Dans cette société, on se contente souvent de jeter un coup d'œil et de se laisser émouvoir, sans s'arrêter à réfléchir sur ce qui se cache derrière nos propres émotions. On arrive à les exprimer, certes, on franchit des hauts murs en les montrant à l'extérieur, on émeut les autres et on arrive à soulever d'autres émotions chez d'autres gens, mais ce sont rares ceux qui démontrent suffisamment de hardiesse pour avancer vers l'intérieur, pour s'infiltrer dans leur pensée et parvenir à toucher des doigts la racine. On extériorise, parce que ce qu'il y a dehors est ce que l'on voit, mais l'intériorisation nous effraie du fait que l'on n'a pas la moindre idée de ce que l'on va trouver dedans.
-Pourquoi y-a-t-il tellement de gens pauvres, madame?
La maîtresse détourna son regard vers moi, étonnée. Elle arrêta son discours et, après quelques secondes, elle sourit vaguement, se pencha vers moi et me regarda avec complaisance.

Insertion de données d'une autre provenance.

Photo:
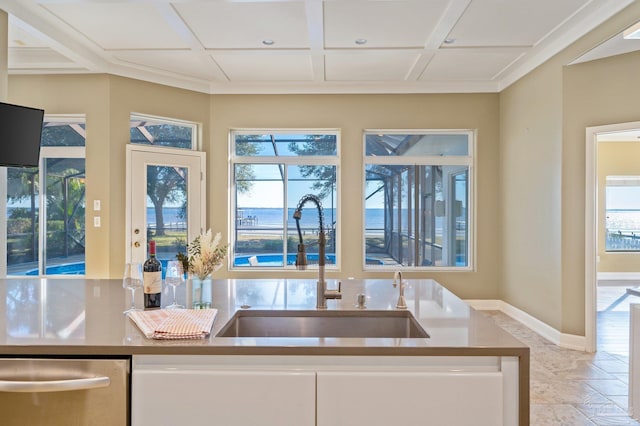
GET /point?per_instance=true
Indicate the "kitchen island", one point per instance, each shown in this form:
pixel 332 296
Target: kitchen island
pixel 78 317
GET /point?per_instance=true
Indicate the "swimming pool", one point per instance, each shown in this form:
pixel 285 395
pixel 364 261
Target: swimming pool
pixel 276 260
pixel 78 268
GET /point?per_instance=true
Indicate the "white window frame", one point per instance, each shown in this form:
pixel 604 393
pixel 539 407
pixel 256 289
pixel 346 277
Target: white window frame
pixel 427 160
pixel 320 160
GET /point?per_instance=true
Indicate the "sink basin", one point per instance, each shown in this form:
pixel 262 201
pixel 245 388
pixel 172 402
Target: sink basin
pixel 390 324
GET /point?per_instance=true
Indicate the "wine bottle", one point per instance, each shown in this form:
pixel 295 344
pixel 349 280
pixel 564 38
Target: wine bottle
pixel 152 277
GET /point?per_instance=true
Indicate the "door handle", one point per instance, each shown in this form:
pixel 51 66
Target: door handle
pixel 54 385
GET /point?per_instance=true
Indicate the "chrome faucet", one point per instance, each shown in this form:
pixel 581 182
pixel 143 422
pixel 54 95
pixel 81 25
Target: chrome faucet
pixel 301 257
pixel 397 280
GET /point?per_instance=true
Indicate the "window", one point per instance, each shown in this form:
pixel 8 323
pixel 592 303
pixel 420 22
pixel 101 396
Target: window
pixel 622 216
pixel 52 243
pixel 158 131
pixel 271 172
pixel 418 194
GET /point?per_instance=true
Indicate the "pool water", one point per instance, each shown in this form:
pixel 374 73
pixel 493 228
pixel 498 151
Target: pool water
pixel 78 268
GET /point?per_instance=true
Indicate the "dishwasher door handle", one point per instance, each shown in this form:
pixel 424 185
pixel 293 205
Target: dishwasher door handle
pixel 54 385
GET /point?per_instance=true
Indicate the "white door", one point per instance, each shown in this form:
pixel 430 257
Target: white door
pixel 165 200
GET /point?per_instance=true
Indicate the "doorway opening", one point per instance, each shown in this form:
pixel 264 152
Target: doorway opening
pixel 612 242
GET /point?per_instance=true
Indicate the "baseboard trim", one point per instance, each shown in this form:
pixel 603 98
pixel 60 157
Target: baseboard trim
pixel 568 341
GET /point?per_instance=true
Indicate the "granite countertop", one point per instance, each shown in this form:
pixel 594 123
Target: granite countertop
pixel 84 317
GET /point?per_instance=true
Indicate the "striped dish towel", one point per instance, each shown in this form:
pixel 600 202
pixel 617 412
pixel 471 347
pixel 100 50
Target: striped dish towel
pixel 175 323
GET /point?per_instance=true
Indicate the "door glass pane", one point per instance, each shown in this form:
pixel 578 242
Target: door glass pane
pixel 161 132
pixel 166 212
pixel 416 145
pixel 22 220
pixel 65 215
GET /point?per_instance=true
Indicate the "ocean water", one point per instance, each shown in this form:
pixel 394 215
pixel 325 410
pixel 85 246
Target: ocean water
pixel 272 217
pixel 625 221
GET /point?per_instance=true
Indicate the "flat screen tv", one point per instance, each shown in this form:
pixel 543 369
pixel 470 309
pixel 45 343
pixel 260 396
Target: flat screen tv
pixel 20 134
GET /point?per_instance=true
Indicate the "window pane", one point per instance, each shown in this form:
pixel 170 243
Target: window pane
pixel 161 133
pixel 417 145
pixel 267 193
pixel 319 181
pixel 622 219
pixel 22 220
pixel 65 216
pixel 285 145
pixel 259 213
pixel 417 208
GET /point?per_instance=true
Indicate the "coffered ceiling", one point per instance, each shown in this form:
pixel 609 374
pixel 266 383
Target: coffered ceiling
pixel 300 46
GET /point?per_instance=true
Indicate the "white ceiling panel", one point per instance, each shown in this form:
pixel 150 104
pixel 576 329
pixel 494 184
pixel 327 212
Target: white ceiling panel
pixel 228 25
pixel 377 66
pixel 22 37
pixel 459 64
pixel 180 62
pixel 381 23
pixel 28 57
pixel 511 22
pixel 616 45
pixel 216 46
pixel 119 25
pixel 260 67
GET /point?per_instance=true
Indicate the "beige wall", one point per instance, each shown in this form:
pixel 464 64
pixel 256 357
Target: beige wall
pixel 107 102
pixel 530 170
pixel 615 159
pixel 543 121
pixel 352 114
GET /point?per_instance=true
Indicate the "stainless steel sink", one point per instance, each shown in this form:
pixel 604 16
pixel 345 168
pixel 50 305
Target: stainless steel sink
pixel 393 324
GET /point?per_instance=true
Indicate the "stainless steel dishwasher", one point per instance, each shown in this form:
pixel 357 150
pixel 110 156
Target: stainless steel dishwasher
pixel 87 392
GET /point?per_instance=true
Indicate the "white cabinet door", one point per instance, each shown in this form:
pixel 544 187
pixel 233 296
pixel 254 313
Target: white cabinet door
pixel 409 398
pixel 223 397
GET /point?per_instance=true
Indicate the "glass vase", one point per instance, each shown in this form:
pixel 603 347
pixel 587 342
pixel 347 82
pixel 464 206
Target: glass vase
pixel 200 291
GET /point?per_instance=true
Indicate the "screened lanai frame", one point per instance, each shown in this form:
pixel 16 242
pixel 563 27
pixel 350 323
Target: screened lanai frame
pixel 58 250
pixel 404 155
pixel 273 151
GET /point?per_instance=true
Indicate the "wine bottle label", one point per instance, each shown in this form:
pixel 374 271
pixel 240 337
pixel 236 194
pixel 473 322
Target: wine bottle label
pixel 152 282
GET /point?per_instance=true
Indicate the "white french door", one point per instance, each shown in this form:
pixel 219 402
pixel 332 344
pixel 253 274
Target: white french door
pixel 165 200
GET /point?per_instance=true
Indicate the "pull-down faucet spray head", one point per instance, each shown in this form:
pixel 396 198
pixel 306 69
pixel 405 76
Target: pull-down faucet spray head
pixel 301 256
pixel 301 259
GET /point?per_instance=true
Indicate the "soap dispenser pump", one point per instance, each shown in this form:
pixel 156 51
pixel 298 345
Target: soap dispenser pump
pixel 397 280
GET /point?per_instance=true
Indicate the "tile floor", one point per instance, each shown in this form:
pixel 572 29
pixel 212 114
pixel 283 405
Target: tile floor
pixel 578 388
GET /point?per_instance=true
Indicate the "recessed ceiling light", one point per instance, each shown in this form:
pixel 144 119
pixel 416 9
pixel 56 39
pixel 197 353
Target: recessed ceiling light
pixel 633 32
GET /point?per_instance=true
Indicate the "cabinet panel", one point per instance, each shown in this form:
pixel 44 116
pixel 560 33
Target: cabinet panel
pixel 220 397
pixel 409 398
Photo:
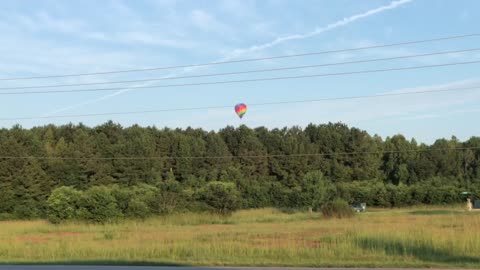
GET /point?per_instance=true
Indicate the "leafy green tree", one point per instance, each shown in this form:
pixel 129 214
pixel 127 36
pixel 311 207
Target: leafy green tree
pixel 222 197
pixel 98 205
pixel 63 204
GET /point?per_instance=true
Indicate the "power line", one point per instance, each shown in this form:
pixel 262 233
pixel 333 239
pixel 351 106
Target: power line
pixel 245 72
pixel 239 81
pixel 245 156
pixel 250 105
pixel 245 60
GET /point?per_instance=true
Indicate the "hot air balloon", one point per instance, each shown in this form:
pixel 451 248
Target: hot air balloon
pixel 240 109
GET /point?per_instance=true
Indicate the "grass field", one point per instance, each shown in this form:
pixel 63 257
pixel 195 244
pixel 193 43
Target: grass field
pixel 426 237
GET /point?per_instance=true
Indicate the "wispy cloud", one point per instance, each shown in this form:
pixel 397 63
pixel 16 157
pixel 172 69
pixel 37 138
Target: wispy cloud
pixel 258 47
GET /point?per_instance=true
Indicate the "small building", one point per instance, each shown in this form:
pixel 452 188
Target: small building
pixel 473 202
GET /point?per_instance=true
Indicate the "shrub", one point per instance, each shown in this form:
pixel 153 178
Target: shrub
pixel 337 209
pixel 98 205
pixel 63 204
pixel 137 208
pixel 221 197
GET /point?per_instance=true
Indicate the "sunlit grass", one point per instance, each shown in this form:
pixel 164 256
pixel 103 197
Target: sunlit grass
pixel 414 237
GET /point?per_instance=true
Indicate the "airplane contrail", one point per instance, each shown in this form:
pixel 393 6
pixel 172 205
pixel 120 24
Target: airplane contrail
pixel 239 52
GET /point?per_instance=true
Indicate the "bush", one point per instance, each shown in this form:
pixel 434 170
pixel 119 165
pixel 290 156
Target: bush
pixel 98 205
pixel 63 204
pixel 137 208
pixel 223 198
pixel 337 209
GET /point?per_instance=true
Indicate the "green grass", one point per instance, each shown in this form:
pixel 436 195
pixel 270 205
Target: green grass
pixel 421 237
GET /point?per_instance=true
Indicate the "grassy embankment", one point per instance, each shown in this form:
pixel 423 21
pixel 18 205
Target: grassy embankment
pixel 415 237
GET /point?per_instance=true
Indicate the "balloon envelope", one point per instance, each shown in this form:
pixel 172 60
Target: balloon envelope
pixel 240 109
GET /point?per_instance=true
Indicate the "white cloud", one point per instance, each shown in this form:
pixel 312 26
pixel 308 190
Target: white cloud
pixel 203 18
pixel 206 21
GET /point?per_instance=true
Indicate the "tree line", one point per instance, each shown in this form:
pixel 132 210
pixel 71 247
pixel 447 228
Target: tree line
pixel 195 170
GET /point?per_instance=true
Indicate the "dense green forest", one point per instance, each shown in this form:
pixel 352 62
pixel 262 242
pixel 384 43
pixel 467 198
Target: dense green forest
pixel 192 169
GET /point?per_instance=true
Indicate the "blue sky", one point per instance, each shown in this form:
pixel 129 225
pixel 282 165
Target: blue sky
pixel 61 37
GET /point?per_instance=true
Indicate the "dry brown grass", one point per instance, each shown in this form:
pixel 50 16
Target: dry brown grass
pixel 407 237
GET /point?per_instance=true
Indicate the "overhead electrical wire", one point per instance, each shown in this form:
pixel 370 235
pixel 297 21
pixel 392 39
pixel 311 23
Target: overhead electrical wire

-C'est compliqué, euh, très difficile à expliquer. Écoute, je peux tout simplement te dire qu'il faut être solidaire, et donner aux pauvres dans la mesure du possible les choses dont nous n'avons pas besoin, pour qu'ils puissent vivre mieux. C'est bien pour cela que nous faisons tous ces projets à l'école, tu vois?-elle me montra les panneaux de solidarité avec les enfants pauvres du Congo que nous avions colorié et qu'elle avait pendu des murs la veille-.Pour ramasser des vêtements et des jouets que nous n'utilisons plus pour que les pauvres puissent s'habiller et jouer grâce à nous.
Elle me sourit doucement en attendant ma réponse.
-Et si on faisait des projets pour essayer de savoir pourquoi il y a des gens pauvres et on l'expliquait aux autres, vous ne trouvez pas qu'on pourrait tout arranger? Et alors il n'y aurait pas besoin de rien leur donner, n'est-ce pas?
La maîtresse jeta un coup d'œil autour d'elle cherchant la réaction des autres enfants, pendant qu'elle méditait une réponse qui puisse m'éclairer.
-C'est très difficile- dit-elle finalement-. Beaucoup de gens l'ont déjà essayé avant et, bon, ça n'a pas du tout bien marché. Les choses sont comme ça, ma chérie. Il n'y a pas grand chose que nous puissions faire à part d'être des bonnes personnes et prôner la solidarité -elle me montra à nouveau les panneaux, avec insistance, se releva, et remit en place sa veste verte en laine-. C'est bon, on reprend le cours.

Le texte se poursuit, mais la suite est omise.